No segundo caso, aconselhamos colocar pequenas quantidades de alimento, forçando uma ou duas reposições ao dia. Com isso, este permanece sempre fresco.

Notamos que a ração seca felina possui um grau de umidade, e por vezes oleosidade, maior que a ração dos cães. Isso faz com que a ração demore mais tempo para começar a se deteriorar, possibilitando o oferecimento contínuo.
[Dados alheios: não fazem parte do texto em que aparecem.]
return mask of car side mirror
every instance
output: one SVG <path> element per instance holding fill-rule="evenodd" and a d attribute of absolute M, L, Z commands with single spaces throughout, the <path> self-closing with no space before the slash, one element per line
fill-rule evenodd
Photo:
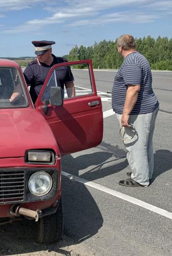
<path fill-rule="evenodd" d="M 60 106 L 63 104 L 63 97 L 61 87 L 51 87 L 50 103 L 52 106 Z"/>

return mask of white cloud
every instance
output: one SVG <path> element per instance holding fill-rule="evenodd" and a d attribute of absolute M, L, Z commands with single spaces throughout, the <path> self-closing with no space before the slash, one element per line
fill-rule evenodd
<path fill-rule="evenodd" d="M 143 13 L 123 12 L 102 15 L 96 19 L 82 19 L 75 21 L 67 25 L 69 27 L 80 27 L 86 25 L 102 25 L 108 23 L 127 22 L 130 23 L 148 23 L 153 22 L 157 16 Z"/>
<path fill-rule="evenodd" d="M 147 5 L 146 7 L 158 11 L 169 11 L 170 9 L 172 10 L 172 1 L 157 1 Z"/>
<path fill-rule="evenodd" d="M 49 0 L 51 3 L 51 1 Z M 17 11 L 31 8 L 37 4 L 47 3 L 47 0 L 1 0 L 0 10 L 1 12 L 7 11 Z"/>
<path fill-rule="evenodd" d="M 168 7 L 168 12 L 170 12 L 169 8 L 172 5 L 171 1 L 161 0 L 153 0 L 150 4 L 149 0 L 30 0 L 27 3 L 26 0 L 0 0 L 0 8 L 5 10 L 31 8 L 38 4 L 41 8 L 52 12 L 52 15 L 42 19 L 28 20 L 21 26 L 6 29 L 2 33 L 20 33 L 26 30 L 36 31 L 45 25 L 59 23 L 62 24 L 62 29 L 64 25 L 79 27 L 119 22 L 131 24 L 147 23 L 160 18 L 164 14 L 162 11 L 162 13 L 156 15 L 155 9 L 161 8 L 162 10 L 163 8 L 164 12 L 165 8 Z M 122 11 L 129 8 L 131 10 L 130 12 Z M 145 8 L 144 11 L 139 12 L 140 8 Z M 102 15 L 104 10 L 107 10 L 113 12 Z"/>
A ração em pasta é servida em separado, em horário determinado. Caso você opte por misturar a ração úmida à seca, a única alternativa é seguir horários pré-estabelecidos para refeições. Mantenha água sempre disponível, fresca e limpa.

Muitas pessoas adquirem o hábito de servir leite ao gato. Não é um hábito condenável; apenas preste demasiada atenção se o leite não provoca diarréia no animal. Estudos comprovam que os gatos (assim como os cães) perdem a capacidade de metabolizar lactose (o açúcar do leite) conforme crescem.

Essa perda capacitiva, muitas vezes, faz com que o organismo reaja com diarréia. Nesse caso, suspenda imediatamente o fornecimento do leite.